Ma la ragione più profonda di questa débâcle mondiale è la chiusura, del tutto o in parte, delle porte da parte dei bacini dai quali provenivano i bambini. È il caso di Etiopia (dalla quale sono arrivati 10 mila minori in vent’anni), Russia, Polonia, Romania, Bulgaria, Bielorussia, Ucraina, Kenya, Congo, Uganda e Mali. In alcuni casi gli Stati hanno assunto atteggiamenti sovranisti, facendo prevalere l’orgoglio nazionale all’interesse dei bambini adottabili. Con ricadute dolorose per quelle famiglie alle quali era già stato abbinato il minore, che lo avevano conosciuto nel primo viaggio e poi la pratica è stata congelata in attesa di novità che non arrivano. Ci sono coppie che stanno aspettando i loro piccoli (nel frattempo divenuti ragazzini) da otto anni. Un’altra tendenza riguarda l’età dei (pochi) minori dati in adozione, che si è alzata. Inoltre si tratta spesso di bambini con problemi psicofisici o vittime di violenze. Ci vuole un cuore grande per accoglierli. In generale gli adottati si portano addosso una grande ferita, generata dall’essere stati abbandonati dai genitori naturali, una condizione vissuta con senso di colpa e che può non rimarginarsi, nonostante l’affetto della nuova famiglia.
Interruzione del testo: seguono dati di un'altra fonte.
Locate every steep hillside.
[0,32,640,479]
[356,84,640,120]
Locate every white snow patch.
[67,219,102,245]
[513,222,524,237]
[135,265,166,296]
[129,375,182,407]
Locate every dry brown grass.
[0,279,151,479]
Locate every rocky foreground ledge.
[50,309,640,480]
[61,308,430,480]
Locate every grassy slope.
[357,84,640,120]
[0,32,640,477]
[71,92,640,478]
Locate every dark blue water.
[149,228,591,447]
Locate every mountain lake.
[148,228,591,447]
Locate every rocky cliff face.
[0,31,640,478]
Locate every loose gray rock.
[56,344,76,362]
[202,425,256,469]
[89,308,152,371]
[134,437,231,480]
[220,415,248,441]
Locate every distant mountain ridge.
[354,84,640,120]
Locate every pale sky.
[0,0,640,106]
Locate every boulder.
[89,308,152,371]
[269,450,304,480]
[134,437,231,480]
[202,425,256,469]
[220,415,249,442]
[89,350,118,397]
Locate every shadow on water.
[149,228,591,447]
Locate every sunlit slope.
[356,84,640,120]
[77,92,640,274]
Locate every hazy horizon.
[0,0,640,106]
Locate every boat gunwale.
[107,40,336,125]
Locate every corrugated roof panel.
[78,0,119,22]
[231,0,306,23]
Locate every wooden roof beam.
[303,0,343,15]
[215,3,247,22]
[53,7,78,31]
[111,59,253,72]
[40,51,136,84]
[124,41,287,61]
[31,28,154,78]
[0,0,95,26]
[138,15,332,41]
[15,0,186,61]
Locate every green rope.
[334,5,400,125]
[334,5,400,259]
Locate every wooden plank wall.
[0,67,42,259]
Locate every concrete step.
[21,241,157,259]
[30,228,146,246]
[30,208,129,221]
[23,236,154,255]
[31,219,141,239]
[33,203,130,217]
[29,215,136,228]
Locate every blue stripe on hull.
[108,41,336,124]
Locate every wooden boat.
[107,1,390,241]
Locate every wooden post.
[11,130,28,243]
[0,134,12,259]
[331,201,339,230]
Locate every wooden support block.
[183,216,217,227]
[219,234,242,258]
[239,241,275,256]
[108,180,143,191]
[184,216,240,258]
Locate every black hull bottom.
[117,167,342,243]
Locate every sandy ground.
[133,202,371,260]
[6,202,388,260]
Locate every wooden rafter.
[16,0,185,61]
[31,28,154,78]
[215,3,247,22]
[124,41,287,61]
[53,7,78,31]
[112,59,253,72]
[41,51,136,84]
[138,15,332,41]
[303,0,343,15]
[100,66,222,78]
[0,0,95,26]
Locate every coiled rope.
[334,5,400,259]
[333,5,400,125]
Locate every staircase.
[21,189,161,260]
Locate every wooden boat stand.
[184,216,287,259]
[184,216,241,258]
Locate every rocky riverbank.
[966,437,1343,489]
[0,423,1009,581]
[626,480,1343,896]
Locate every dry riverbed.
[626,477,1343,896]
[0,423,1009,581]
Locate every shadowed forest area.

L’adozione non è facile, non è un gesto sentimentalista ma l’esito di un percorso che mette alla prova i nuovi genitori, a rischio fallimento. Ma sono tutte grandi storie d’amore, dato e ricevuto dai minori che hanno bisogno di protezione.

Deve invece preoccupare il destino di quei piccoli che resteranno negli orfanatrofi, nonostante le tante famiglie disponibili ad adottarli. «Di recente – ha raccontato in un convegno Paola Crestani, presidente del Ciai (Centro italiano aiuti all’infanzia) – in Etiopia il direttore di un orfanatrofio mi ha detto candidamente che conta i bambini ogni mese perché non è sicuro di quanti ne muoiano».